Idea #3: SMS Competition
Date: September 2007
Status: Executed

This is one idea which was executed, in September 2007 to be precise. Its purpose was to encourage NGOs to think about how they might apply text messaging to their social change work, and the prize for coming up with something innovative was a laptop, phones, modems and cash – everything they’d need to put their idea into practice, in fact. We have been planning to run an adapted version again, but with so many mobile and ICT4D competitions around these days, we’re hesitant. NGOs have more important work to do than spend all their time trying to win things. More on nGOmobile here.

Idea #4: Mobile Payments
Date: September 2003
Status: Not executed

On 1st September, 2003 – during a field trip to South Africa and Mozambique – I put together a diagram showing how someone might pay for a newspaper using their mobile phone. Mobile payments are nothing new today, but back then very little was happening. If I’d ever wanted to be rich, this might have been the idea I should have stuck with, not that I’d ever have been able to make it happen. Further details on a blog post here.

Idea #5: Messaging Hub
: October 2005
: Executed

FrontlineSMS is one thing I did develop and stick with, although it was touch and go on more than one occasion. A seed of an idea during a series of trips to Kruger National Park in 2003/2004, FrontlineSMS became the first text messaging hub aimed at grassroots non-profits when it was released in October 2005. For the full story, check out this article – “And Then Came The Nigerian Elections” – from the Spring/Fall 2007 edition of the Stanford Journal of African Studies [PDF].
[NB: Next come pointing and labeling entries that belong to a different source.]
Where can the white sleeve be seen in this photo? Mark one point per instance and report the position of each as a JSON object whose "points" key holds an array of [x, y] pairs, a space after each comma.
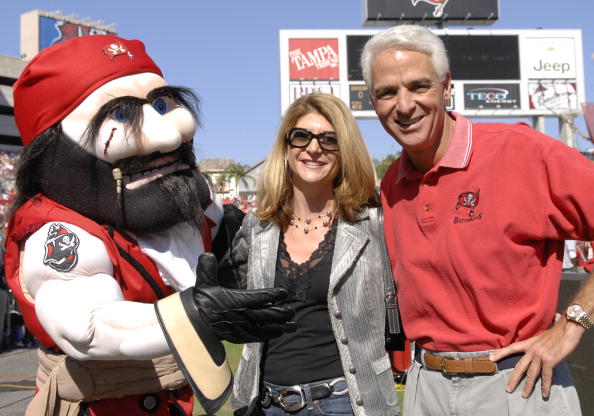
{"points": [[69, 274]]}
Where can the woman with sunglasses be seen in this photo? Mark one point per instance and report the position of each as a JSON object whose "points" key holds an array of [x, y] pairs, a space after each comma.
{"points": [[312, 234]]}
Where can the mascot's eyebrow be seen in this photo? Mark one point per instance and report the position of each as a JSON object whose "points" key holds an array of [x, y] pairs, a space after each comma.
{"points": [[113, 130]]}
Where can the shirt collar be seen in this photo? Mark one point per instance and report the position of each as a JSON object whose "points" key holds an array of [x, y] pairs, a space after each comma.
{"points": [[457, 156]]}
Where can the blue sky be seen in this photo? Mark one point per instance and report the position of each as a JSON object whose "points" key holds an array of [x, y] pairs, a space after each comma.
{"points": [[227, 51]]}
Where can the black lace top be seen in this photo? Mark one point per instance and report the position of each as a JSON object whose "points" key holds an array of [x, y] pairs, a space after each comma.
{"points": [[310, 353]]}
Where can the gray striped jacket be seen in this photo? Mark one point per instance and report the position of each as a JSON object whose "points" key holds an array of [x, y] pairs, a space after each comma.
{"points": [[355, 304]]}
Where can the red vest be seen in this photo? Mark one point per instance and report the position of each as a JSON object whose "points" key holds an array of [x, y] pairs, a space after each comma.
{"points": [[33, 215]]}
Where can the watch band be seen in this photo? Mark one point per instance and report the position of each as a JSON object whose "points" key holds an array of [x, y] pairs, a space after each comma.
{"points": [[585, 321]]}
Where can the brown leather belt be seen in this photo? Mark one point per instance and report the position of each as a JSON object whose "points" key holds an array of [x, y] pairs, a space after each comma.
{"points": [[451, 366]]}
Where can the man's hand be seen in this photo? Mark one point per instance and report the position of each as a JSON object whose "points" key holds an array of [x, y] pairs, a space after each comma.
{"points": [[541, 354], [239, 316]]}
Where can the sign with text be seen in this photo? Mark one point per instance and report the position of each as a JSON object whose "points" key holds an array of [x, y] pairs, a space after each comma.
{"points": [[552, 58], [495, 73], [552, 95]]}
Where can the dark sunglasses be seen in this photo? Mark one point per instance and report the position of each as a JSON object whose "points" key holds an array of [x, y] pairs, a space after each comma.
{"points": [[300, 137]]}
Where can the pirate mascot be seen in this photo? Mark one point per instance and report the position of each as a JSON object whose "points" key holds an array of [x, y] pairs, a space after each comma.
{"points": [[103, 247]]}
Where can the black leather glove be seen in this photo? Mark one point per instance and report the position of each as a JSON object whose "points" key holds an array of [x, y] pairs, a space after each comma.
{"points": [[233, 315]]}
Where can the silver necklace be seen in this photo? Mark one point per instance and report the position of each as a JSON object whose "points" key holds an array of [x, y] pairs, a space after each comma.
{"points": [[307, 222]]}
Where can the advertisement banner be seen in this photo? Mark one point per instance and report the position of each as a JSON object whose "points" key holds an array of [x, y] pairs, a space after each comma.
{"points": [[52, 31], [298, 89], [359, 98], [313, 59], [553, 95], [550, 58], [491, 96]]}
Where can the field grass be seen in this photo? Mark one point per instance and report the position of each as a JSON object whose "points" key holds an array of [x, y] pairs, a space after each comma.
{"points": [[234, 355]]}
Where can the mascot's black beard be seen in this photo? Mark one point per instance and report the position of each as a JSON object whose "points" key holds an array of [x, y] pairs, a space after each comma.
{"points": [[78, 180]]}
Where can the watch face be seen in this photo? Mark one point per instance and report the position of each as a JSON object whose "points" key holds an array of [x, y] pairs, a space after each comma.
{"points": [[574, 310]]}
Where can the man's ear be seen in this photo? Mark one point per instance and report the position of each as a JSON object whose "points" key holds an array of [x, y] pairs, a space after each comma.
{"points": [[447, 87]]}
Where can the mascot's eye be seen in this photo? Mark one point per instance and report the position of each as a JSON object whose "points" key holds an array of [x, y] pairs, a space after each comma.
{"points": [[121, 115], [161, 105]]}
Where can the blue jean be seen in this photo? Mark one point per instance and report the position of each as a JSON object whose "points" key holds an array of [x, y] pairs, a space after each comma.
{"points": [[333, 405]]}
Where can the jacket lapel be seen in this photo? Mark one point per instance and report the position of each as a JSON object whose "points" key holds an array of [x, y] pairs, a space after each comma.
{"points": [[265, 249], [349, 243]]}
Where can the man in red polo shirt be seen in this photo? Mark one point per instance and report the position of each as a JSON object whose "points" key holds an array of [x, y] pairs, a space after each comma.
{"points": [[492, 203], [104, 244]]}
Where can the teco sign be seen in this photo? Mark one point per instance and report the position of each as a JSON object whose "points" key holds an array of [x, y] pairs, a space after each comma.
{"points": [[313, 59], [486, 96], [550, 58]]}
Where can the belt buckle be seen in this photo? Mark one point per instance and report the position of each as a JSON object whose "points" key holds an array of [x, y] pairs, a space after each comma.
{"points": [[338, 393], [294, 407], [266, 399], [443, 369]]}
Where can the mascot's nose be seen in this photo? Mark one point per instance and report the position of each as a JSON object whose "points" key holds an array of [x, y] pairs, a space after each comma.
{"points": [[159, 133]]}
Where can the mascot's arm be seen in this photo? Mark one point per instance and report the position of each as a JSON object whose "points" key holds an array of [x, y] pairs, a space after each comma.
{"points": [[80, 304]]}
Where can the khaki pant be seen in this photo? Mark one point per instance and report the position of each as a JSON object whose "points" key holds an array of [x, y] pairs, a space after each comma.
{"points": [[430, 393]]}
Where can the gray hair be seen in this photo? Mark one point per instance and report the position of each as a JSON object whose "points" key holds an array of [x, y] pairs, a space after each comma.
{"points": [[409, 38]]}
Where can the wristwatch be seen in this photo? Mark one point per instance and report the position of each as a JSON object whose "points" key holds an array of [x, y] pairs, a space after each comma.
{"points": [[578, 315]]}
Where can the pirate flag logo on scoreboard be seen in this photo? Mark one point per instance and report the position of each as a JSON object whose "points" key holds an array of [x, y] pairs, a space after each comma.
{"points": [[61, 248], [439, 5]]}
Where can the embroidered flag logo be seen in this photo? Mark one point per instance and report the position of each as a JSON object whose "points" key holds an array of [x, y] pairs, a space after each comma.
{"points": [[468, 200], [439, 6]]}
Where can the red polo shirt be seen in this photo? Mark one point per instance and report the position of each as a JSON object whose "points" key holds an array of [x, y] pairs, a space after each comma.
{"points": [[476, 243]]}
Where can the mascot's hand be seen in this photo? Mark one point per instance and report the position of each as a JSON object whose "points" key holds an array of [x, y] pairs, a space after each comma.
{"points": [[239, 316]]}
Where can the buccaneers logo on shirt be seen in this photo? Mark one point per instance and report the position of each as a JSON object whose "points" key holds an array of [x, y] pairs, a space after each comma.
{"points": [[60, 248], [468, 200]]}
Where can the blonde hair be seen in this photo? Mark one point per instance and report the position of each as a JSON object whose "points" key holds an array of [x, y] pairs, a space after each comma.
{"points": [[354, 186]]}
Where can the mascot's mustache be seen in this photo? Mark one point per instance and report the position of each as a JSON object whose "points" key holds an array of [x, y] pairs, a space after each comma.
{"points": [[139, 164]]}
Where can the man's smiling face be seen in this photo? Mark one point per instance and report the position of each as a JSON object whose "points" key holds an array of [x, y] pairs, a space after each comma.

So, what lessons could I draw from what’s happened with my ‘Top Five Ideas’? Well, FrontlineSMS has been a fascinating journey, and sticking with that has clearly been the right thing to do. If I’d have tried to see out all of my ideas then I may well have let it slip, and ended up doing a lot of things fairly well rather than one thing very well. As my near-eight years in mobile have taught me – over and above anything else – focus is key. Swami Vivekananda, an Indian spiritual leader, sums this up better than I ever could. Take note:

“Take up one idea. Make that one idea your life – think of it, dream of it, live on that idea. Let the brain, muscles, nerves, every part of your body, be full of that idea, and just leave every other idea alone. This is the way to success, that is way great spiritual giants are produced”.